Use cases for the data asset include:
- pursuing the most promising variants that have supportive evidence from both datasets, as potential drivers of disease (pathogenic variants) or novel drug targets (protective variants)
- improve clinical cancer diagnosis in the young, and improve overall understanding of genetic drivers of cancer
- improve the ability to interpret potentially pathogenic variation in human autoimmune disease.
The project involves four elements.
Data implementation plan – A data implementation plan will be developed and socialised with identified beneficiaries and end user groups to ensure the plan meets the needs of the stakeholder community.
Data wrangling – An enhanced, highly curated subset of both the ASPREE and Missense datasets enabling clear linkages and interoperability across the data. Curation and processing/analytical workflows will be made available through open source code repositories such as GitHub ensuring the data asset meets the Interoperability and Reusability principles of FAIR.

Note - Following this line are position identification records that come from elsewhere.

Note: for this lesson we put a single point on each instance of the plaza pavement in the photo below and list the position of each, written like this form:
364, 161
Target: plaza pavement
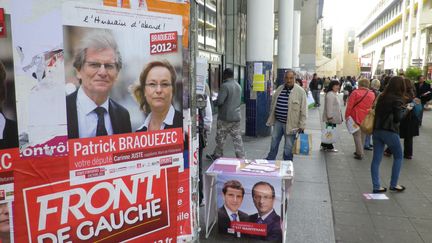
326, 201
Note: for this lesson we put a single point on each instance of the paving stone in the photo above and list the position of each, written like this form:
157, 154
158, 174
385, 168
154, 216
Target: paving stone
347, 233
349, 207
392, 223
398, 236
384, 207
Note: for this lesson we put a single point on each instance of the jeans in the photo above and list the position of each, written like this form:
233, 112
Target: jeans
278, 131
316, 96
368, 139
391, 139
359, 139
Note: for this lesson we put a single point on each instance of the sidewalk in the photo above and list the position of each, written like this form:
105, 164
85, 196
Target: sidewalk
405, 217
327, 203
310, 217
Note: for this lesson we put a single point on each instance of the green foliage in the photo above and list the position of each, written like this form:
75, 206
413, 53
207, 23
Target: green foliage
413, 73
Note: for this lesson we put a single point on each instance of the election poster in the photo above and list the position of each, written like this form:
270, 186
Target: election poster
249, 207
101, 105
136, 207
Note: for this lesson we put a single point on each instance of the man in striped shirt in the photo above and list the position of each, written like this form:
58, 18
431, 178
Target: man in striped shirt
288, 113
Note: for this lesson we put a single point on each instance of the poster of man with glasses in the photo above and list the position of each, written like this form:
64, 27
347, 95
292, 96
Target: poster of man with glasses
257, 207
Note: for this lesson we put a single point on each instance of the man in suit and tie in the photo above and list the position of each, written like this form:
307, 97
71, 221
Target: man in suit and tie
90, 110
233, 193
263, 195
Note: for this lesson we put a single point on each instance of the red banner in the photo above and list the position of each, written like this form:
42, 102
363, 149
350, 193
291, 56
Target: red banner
129, 207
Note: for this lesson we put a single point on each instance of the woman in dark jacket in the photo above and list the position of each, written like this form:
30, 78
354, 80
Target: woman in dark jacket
409, 126
389, 111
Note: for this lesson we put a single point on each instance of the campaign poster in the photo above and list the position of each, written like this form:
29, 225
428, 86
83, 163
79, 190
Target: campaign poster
124, 182
39, 78
139, 82
249, 207
136, 208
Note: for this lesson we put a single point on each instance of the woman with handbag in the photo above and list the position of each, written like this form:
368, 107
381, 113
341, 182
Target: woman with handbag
375, 86
332, 114
410, 124
389, 111
359, 104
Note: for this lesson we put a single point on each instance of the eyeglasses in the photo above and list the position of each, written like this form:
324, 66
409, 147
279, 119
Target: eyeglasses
95, 66
265, 198
155, 85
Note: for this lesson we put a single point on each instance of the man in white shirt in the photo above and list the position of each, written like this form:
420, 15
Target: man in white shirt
233, 193
90, 110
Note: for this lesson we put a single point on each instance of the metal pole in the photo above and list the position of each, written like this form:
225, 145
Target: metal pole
193, 42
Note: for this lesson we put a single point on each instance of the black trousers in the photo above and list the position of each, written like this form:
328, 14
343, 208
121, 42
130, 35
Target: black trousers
408, 150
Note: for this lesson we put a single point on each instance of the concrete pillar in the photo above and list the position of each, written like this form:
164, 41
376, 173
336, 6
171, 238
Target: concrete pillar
296, 40
411, 16
418, 30
259, 61
403, 9
285, 38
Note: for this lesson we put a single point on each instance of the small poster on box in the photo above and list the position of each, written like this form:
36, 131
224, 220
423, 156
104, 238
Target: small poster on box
249, 207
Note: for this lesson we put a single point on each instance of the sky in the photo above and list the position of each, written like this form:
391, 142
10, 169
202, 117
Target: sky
347, 13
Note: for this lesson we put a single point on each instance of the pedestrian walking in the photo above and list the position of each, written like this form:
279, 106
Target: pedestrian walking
389, 111
347, 90
358, 105
288, 113
375, 87
228, 121
332, 114
409, 124
423, 91
315, 86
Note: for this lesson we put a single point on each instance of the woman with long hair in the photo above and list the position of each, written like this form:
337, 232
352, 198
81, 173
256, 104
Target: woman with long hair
410, 124
332, 114
389, 111
358, 106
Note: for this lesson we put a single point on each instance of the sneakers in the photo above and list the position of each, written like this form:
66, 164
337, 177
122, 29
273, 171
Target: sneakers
357, 156
212, 157
380, 190
330, 150
398, 188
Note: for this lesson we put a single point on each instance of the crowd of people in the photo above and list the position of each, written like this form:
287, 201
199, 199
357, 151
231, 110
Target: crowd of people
398, 105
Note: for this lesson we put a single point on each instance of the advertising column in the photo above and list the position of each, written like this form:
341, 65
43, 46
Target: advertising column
101, 114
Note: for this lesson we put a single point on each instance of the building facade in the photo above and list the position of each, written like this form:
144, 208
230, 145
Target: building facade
397, 35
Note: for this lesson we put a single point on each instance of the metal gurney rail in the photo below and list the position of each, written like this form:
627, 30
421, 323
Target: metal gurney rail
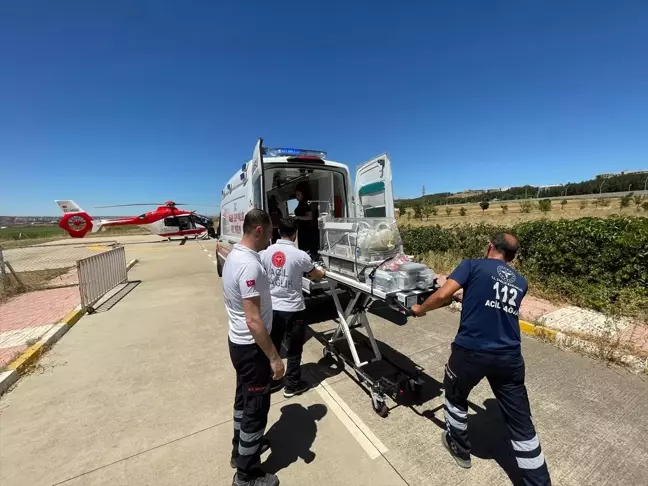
398, 384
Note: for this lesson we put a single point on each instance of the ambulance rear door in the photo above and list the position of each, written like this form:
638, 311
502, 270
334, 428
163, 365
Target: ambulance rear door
374, 196
258, 200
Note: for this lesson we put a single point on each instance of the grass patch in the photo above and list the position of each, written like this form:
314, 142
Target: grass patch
33, 280
442, 262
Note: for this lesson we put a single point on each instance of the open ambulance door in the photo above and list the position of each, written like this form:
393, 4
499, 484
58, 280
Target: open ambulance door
256, 176
374, 196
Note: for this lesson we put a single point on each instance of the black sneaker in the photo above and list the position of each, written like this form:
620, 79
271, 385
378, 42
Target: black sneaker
291, 391
265, 446
265, 480
276, 385
451, 447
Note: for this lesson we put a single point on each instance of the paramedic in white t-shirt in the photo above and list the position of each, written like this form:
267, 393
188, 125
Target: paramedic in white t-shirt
285, 265
246, 291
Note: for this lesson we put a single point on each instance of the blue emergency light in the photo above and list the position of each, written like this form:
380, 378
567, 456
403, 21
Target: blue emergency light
290, 152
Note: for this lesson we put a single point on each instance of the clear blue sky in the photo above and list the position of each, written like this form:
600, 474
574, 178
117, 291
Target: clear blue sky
126, 101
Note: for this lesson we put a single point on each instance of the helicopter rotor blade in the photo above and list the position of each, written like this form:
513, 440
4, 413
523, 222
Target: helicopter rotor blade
126, 205
158, 204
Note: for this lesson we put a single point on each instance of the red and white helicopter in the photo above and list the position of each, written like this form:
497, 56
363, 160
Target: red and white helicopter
167, 220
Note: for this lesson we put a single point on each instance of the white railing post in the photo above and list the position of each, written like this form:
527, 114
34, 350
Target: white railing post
101, 273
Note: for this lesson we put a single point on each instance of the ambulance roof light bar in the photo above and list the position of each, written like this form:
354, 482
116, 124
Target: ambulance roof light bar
292, 152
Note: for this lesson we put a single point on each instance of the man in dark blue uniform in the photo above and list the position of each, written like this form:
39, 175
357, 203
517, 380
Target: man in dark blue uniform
488, 345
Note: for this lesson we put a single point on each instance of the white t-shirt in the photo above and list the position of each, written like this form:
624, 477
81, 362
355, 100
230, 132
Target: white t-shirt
285, 266
244, 277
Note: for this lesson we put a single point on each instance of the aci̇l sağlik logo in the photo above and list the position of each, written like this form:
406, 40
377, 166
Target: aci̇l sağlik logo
278, 259
506, 274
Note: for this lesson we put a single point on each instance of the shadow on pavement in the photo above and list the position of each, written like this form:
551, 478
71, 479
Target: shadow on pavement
115, 298
293, 435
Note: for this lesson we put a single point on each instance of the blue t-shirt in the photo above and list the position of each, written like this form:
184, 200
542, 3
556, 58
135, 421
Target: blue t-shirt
493, 292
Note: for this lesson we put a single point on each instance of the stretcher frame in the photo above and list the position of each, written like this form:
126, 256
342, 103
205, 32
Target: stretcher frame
354, 316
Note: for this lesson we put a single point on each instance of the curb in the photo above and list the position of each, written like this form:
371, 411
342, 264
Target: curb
132, 263
18, 366
637, 363
532, 330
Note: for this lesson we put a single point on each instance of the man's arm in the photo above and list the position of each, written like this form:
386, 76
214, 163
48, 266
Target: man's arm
441, 297
252, 309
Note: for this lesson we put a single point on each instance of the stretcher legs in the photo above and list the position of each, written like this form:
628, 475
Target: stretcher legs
350, 318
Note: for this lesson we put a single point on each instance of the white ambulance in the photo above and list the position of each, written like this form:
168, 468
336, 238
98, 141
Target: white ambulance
273, 174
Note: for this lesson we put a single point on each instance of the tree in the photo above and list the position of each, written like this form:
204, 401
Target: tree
544, 205
427, 210
525, 206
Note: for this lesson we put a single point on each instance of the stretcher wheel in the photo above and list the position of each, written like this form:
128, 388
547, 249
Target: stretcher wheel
381, 408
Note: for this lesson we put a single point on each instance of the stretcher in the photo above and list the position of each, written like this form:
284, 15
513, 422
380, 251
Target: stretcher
392, 380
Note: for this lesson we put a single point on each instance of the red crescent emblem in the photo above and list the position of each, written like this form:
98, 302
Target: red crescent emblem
278, 259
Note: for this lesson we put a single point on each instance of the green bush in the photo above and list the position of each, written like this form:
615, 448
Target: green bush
594, 262
544, 205
525, 206
624, 202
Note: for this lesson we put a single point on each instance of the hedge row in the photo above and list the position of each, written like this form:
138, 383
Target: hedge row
606, 257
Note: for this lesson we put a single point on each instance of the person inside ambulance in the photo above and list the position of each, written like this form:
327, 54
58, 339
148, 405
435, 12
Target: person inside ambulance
306, 215
275, 216
285, 266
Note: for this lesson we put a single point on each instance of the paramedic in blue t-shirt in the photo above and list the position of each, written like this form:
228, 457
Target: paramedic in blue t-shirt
488, 345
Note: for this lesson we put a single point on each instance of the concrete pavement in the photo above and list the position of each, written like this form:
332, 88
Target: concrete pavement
141, 394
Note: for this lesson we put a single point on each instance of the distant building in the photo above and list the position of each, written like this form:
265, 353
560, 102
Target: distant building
623, 172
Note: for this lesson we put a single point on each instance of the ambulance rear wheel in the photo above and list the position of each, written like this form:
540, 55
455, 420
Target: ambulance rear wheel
219, 267
380, 408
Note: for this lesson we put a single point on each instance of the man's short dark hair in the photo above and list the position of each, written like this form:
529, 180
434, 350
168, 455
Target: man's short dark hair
506, 244
287, 226
254, 218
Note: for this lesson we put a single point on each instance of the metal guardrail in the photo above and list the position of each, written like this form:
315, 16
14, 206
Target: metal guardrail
100, 274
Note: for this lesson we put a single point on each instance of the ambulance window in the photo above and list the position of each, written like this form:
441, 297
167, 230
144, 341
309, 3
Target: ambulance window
257, 193
292, 204
372, 199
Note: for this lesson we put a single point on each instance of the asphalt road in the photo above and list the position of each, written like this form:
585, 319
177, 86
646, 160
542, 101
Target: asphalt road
141, 394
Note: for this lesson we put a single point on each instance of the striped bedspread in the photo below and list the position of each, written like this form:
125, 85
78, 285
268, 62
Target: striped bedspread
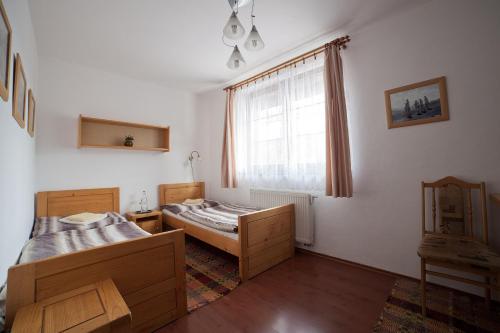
217, 215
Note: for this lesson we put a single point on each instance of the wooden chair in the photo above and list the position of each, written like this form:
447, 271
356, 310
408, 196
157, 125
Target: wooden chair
461, 250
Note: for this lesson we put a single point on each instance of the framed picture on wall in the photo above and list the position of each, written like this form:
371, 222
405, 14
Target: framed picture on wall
20, 89
419, 103
31, 113
5, 54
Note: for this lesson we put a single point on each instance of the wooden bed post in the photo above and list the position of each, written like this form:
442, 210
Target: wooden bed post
267, 238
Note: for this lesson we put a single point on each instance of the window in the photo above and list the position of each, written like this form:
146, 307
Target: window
280, 130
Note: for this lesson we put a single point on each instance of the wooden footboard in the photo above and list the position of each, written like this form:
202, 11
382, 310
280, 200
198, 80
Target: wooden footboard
149, 272
266, 238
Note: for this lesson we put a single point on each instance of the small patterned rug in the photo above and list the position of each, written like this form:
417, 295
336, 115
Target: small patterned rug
210, 273
447, 311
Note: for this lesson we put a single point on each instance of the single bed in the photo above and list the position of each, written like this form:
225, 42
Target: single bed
148, 270
263, 239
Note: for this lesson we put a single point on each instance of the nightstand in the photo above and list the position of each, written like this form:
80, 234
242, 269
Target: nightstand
150, 222
98, 307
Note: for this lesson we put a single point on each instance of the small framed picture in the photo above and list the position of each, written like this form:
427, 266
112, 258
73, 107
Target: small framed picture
31, 113
5, 54
419, 103
20, 89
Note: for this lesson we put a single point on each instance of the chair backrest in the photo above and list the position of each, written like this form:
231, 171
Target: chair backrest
453, 214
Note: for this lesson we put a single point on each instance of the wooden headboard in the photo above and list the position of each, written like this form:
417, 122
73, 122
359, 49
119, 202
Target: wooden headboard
63, 203
176, 193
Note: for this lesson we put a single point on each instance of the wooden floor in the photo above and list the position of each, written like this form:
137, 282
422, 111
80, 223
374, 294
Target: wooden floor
304, 294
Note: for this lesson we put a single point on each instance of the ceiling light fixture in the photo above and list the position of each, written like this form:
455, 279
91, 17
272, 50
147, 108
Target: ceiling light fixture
238, 3
236, 60
234, 30
254, 41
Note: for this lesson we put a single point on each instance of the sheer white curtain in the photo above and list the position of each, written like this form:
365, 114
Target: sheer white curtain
280, 129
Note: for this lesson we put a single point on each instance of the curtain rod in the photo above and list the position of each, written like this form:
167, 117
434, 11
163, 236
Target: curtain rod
339, 42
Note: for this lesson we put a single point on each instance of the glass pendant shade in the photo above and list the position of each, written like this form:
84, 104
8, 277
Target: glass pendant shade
236, 61
235, 4
234, 29
254, 41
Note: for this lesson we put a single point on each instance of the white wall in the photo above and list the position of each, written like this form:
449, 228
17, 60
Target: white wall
68, 90
17, 148
380, 226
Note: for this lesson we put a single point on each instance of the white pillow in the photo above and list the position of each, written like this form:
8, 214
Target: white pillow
83, 218
193, 201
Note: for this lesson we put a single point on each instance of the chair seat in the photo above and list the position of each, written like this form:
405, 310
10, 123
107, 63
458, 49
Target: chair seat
458, 251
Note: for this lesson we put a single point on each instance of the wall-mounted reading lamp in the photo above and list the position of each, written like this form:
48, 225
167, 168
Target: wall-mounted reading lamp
194, 155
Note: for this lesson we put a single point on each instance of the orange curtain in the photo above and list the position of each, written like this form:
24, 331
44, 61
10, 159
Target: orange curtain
338, 157
228, 165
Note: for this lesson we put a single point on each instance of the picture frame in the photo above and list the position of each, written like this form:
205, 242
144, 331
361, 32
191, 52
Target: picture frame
5, 53
418, 103
31, 113
20, 89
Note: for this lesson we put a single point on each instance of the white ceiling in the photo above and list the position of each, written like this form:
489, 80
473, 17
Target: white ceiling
179, 42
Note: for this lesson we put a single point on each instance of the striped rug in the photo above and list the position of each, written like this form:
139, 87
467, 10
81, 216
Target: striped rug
447, 311
210, 273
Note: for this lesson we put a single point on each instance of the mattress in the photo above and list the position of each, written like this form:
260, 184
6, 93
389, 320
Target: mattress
67, 239
216, 216
51, 237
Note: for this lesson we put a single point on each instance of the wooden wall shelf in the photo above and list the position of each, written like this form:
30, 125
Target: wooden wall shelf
104, 133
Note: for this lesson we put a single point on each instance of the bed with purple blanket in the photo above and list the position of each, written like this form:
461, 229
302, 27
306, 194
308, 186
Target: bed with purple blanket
61, 257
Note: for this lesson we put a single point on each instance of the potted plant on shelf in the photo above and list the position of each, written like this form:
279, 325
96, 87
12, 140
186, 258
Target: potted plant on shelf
129, 141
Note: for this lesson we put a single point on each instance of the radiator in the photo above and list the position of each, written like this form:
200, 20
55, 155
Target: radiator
304, 214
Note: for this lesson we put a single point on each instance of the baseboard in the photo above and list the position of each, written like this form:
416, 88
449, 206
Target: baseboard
355, 264
378, 270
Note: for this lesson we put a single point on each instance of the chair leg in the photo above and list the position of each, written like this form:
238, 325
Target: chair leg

Data harmonisation and creation of gene/variant mapping – Develop an enhanced data mapping function that allows end users to specify a gene variant and pull down the relevant data from both the ASPREE and Missense collections into one data resource ready for use in analytical workflows. Harmonisation workflows will be made available through open source code repositories such as GitHub ensuring the data asset meets the Interoperability and Reusability principles of FAIR.
Data asset interface – The final enhanced data asset will be available to the research community through an easy-to-use data portal ensuring the data asset meets the Findable and Accessible principles of FAIR.
Who Will Benefit
Researchers, research organisations, infrastructure providers, government agencies (state and commonwealth), data analysts and managers, clinicians and health practitioners will benefit from the project’s core features:
- transdisciplinary research – the new data asset will enable researchers from many disciplines to answer more research questions
- igniting ideas and discussions – this data will improve collaboration on modelling
- improving our ability to diagnose and treat disease – improving diagnosis/treatment in clinical human studies where state-of-the-art genomic technologies have been used to identify genetic variation related to health and disease; where DNA changes identified require integration with animal models, to enable further interrogation and functional understanding of DNA changes, to advance the delivery of precision genomic medicine in Australia
- informing the model for future questions – observations from a large database of mouse DNA variation and phenotypes requires tracing back to analogous human DNA variation, to further interrogate and interpret observations regarding translatability from model animal systems into humans, accelerating scientific connectivity.
Our partners are:
- Phenomics Australia
- Bioplatforms Australia
- School of Public Health and Preventative Medicine / ASPREE, Monash University
- John Curtin School of Medical Research, Australian National University.
This project will result in the linkage of two of Australia’s most important biomedical datasets, in a highly curated, user-friendly and accessible environment. The new data asset will improve researchers’ ability to discover and experimentally validate gene function to improve disease diagnosis and treatment, especially in clinical human studies where state-of -the-art genomic technologies have been used to identify genetic variation related to health and disease.